“Al Mezzogiorno non servono bassi salari, ma lavoro e politiche per il lavoro, per chiudere e non allargare il divario con il resto del paese”. A dirlo è Susanna Camusso, segretaria confederale della Cgil, intervenendo sui dati di Bankitalia relativi al costo della vita nel Mezzogiorno e sulla proposta di reintrodurre al Sud le gabbie salariali. “Sebbene sia inutile ripetere che chi invoca la discriminazione semina nel paese divisioni e difficoltà e non certo soluzioni”, la dirigente sindacale sottolinea che “differenze salariali vi sono già nel paese: la stessa Banca d'Italia ci informa che i lavoratori che hanno solo i minimi contrattuali sono il 10 per cento al Nord, il 30 per cento al Centro ed oltre il 40 al Sud. Un dato che permette di vedere come le retribuzioni non siano omogenee”.

Alla luce di questi dati, “qual è l'obiettivo di questa tempesta nel nulla? Quella di continuare a scardinare il sistema nazionale, a partire dalla progressività fiscale, che è una strada, neanche tanto elegante, per mascherare la tutela dell'evasione equamente distribuita nel paese? Colpisce, però, che mentre molti commentano le già esistenti differenze, a nessuno venga il dubbio che quando si parla di salario ci deve essere una stretta relazione con la qualità e quantità del lavoro con la professionalità. Si vuol forse sostenere che ad uguale lavoro non debba corrispondere uguale retribuzione solo in ragione del luogo di nascita”.

“Certo il lavoro non viene mai considerato come punto di partenza, infatti, - spiega la segretaria confederale - troppi in queste ore, esaltando il teorico e separato modello contrattuale, dimenticano che quel modello non tutelerà le retribuzioni dal costo della vita e, proprio in ragione di questo, sarà di maggior svantaggio proprio per le aree del paese la cui distribuzione non è omogenea e che hanno un maggior costo della vita. Inoltre, quel modello, proprio perché non allarga al territorio la contrattazione, così come ribadisce Confindustria, non metterà in moto una virtuosa redistribuzione della produttività e dei profitti, mantenendo
quella profonda diseguaglianza che la crisi ha drasticamente evidenziato”.

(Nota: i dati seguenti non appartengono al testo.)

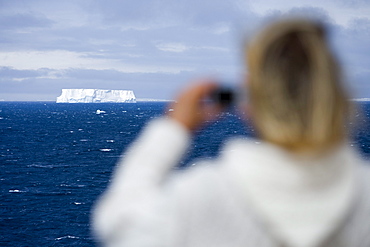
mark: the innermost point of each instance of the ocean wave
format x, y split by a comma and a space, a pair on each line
68, 236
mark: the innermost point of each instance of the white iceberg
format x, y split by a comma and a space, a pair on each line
96, 96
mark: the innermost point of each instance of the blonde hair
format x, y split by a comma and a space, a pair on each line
295, 89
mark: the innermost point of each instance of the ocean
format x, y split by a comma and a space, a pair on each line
56, 159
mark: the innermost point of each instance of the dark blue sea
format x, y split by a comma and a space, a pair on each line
56, 159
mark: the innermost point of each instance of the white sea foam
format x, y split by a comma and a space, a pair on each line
99, 112
15, 191
64, 237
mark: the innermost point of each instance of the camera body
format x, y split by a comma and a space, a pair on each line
224, 96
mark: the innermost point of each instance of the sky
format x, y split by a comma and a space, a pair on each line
156, 47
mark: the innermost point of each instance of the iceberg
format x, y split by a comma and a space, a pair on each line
96, 96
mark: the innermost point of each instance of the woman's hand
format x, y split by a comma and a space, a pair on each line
190, 110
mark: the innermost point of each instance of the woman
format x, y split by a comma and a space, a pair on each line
302, 186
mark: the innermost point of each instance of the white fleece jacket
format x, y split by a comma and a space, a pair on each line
252, 195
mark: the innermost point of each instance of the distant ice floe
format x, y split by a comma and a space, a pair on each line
64, 237
96, 96
100, 112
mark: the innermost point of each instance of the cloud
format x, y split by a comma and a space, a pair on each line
23, 21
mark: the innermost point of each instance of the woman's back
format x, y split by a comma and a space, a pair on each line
302, 186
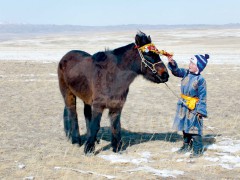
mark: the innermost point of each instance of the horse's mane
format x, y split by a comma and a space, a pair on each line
123, 49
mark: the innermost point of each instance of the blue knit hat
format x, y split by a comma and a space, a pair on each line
201, 61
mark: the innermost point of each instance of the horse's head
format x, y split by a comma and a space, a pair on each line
152, 67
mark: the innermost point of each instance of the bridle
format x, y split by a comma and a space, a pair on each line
146, 48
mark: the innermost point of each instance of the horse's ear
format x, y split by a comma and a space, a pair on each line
149, 38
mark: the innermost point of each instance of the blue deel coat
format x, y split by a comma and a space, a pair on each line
193, 85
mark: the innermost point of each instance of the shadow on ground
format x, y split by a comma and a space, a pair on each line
133, 138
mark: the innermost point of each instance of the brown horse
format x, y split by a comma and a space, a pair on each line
102, 81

Intanto, precisa Camusso, “si nasconde, per favorire ulteriori divisioni, il senso del contratto nazionale di lavoro, ovvero delle tutele e dei diritti universali validi per tutte e tutti, indipendentemente dal luogo di lavoro, dalla dimensione, dal territorio. In questo senso ben vengano le dichiarazioni sull'autonomia e la diffusione della contrattazione, che sono una conferma di come l'accordo separato centralista e accentratore non sia la risposta giusta”.

“La preoccupazione profonda - continua la sindacalista - resta invece sulla faciloneria con cui parti della maggioranza di governo si propongono la divisione del paese, coltivando l'illusione pericolosa e drammatica che una parte, il Nord, possa immaginare un suo futuro affossando il Mezzogiorno. Troppi annunci e nessun fatto si ripetono sul Mezzogiorno mentre proseguono le scelte di impoverimento: si pensi solo alle ferrovie in Sicilia, ai processi di deindustrializzazione della Sardegna, ai silenzi Fiat di Pomigliano D'Arco. Un governo che avesse a cuore un'uscita positiva dalla crisi - conclude Camusso - aprirebbe un confronto con le parti sociali per definire politiche di breve e lungo periodo. Si domanderebbe quali politiche per attrarre investimenti e creare lavoro a partire dal welfare. Al Mezzogiorno non servono bassi salari, ma lavoro e politiche per il lavoro, serve chiudere e non allargare il divario".